Even if you graduate, get a job and start earning income, college may not be worth it if you're accumulating more debt than you can afford to pay.

2.Use Excess Loans to Start Emergency Saving

Most federal subsidized loans don't earn interest while you're enrolled as a part-time student, so there's no reason you can't use excess loans to start emergency saving while you're in college.

3.Consider Private Student Loans

If you've exhausted all of your federal student loan options because you need more time at school, you may need to use private student loans, which may have higher interest rates.

4.Use an Online Savings Account

Ally's online savings account can be a useful way to keep track of your surplus loans and budget your money for the school year and the following year.

5.Consider Other Options for Major Purchases

If you're buying new appliances, installing a new oven, or making another major purchase, taking out a personal loan may be cheaper than financing through the seller or invoicing a credit card.
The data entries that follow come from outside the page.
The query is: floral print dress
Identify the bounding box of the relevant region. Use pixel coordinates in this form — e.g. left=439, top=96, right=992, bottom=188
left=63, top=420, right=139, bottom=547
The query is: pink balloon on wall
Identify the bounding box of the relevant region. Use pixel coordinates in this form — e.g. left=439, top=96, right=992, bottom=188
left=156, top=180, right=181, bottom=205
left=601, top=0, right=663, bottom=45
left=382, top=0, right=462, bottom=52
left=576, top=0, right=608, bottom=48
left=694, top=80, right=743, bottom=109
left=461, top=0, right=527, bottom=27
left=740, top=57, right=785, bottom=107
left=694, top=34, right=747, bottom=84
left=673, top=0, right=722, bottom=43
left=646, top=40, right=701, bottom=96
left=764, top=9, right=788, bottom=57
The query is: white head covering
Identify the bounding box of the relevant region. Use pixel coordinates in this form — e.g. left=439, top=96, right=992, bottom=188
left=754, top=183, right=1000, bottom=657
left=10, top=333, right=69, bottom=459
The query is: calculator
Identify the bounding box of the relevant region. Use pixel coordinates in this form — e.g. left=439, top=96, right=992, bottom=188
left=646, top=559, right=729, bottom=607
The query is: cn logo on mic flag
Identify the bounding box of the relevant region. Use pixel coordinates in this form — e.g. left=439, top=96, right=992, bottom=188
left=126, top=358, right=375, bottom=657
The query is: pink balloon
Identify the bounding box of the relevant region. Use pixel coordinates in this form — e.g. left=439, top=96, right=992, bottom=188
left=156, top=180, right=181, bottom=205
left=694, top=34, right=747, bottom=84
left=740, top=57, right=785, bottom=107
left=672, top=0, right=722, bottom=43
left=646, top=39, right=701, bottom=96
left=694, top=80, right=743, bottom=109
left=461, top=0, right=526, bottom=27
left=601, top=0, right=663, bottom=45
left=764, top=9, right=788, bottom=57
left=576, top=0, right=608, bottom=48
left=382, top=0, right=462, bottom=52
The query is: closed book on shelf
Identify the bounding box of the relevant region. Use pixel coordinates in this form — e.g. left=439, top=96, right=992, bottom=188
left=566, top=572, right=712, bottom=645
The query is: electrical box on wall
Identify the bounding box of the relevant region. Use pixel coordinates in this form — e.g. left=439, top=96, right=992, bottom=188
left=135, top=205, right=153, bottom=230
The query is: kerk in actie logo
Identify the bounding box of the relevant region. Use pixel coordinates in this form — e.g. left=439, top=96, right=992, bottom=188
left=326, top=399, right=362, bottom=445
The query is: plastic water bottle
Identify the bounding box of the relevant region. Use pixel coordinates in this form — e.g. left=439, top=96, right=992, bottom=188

I was helped by the fact that I qualified for a great auto loan rate, better than what I would likely find on a personal loan. In those cases, a personal loan can help you finance repairs to maintain a functional home if the available money doesn't cover all the costs. Cecilia Clark is a student loan writer at NerdWallet, where she helps readers navigate the college finance landscape.

Personal loans

are installment loans; if approved, you will receive a lump sum of cash that you will repay in fixed monthly amounts until the loan term expires.

If you really need to take out a loan, be smart about it and find the product that makes sense, it won't always be a personal loan. A personal loan is an option if you're looking to consolidate high-interest debt or finance a large expense, such as a home improvement project. If you intend to work in lucrative fields such as engineering, technology or law, it may be manageable to apply for a larger amount of student loans.